Description
Abstract:
Since the beginning of this decade, investigation near the proton dripline has regained interest thanks to the recent advancements in terms of neutron deficient radioactive ion beam production and continuous development of low energy apparatus dedicated to high-precision measurements. Among them, Penning-trap mass spectrometers offer a way to experimentally determine the exact localization of the proton dripline by extracting proton separation energies. Such measurements are crucial for testing predictive capabilities of nuclear theories. They have also proven to be useful in studying changes in the nuclear structure shell closure towards driplines, where shells can weaken or disappear giving rise to new magic numbers [1,2].
Recently, significant efforts have been put at TRIUMF using TITAN’s multi-reflection time-of-flight mass spectrometer to perform high-precision mass measurements in the N = 82 vicinity in the ytterbium [2] and thulium [3] isotopic chains. However, this region of the nuclear chart is known to be the host of several low-lying isomeric states. The presence of such isomers can somewhat limit the precision of mass measurements due to contamination issues, preventing a complete interpretation of the experimental results.
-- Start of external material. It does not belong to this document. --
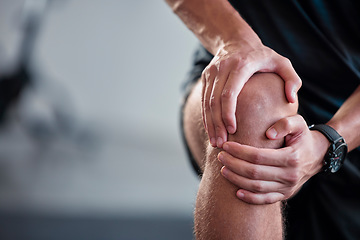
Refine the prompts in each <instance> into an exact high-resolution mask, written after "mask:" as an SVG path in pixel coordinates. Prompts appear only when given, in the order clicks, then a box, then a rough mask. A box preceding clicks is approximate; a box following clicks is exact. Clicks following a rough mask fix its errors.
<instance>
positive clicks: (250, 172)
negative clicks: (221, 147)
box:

We propose here to investigate the mass evolution in the neutron deficient lutetium, ytterbium and thulium isotopic chains combining the strengths of the S3LEB and PIPERADE/MLLTRAP apparatus, located in the S3 and DESIR experimental areas, respectively. The isotopes of interest can be produced at S3 using, for instance, a nickel primary beam on various targets, like Mo or Ru. The future mass measurements discussed here will require the use of the PI-ICR technique [4] at the DESIR Penning-trap installations which will allow enough resolving power to separate ground-states from the low-lying isomeric states. Additionally, the laser spectroscopy capabilities of S3LEB, when coupled with the PI-ICR technique, will enable unambiguous identification of ground and isomeric states, ensuring robust and interpretable results.
[1] O. Sorlin and M.-G. Porquet, Prog. Part. Nucl. Phys. 61, 602 (2008).
[2] S. Beck et al., Phys. Rev. Lett. 127, 112501 (2021)
[3] B. Kootte et al., arXiv:2412.10259 [nucl-ex] (2025)
[4] S. Eliseev et al., Phys. Rev. Lett. 110, 082501 (2013)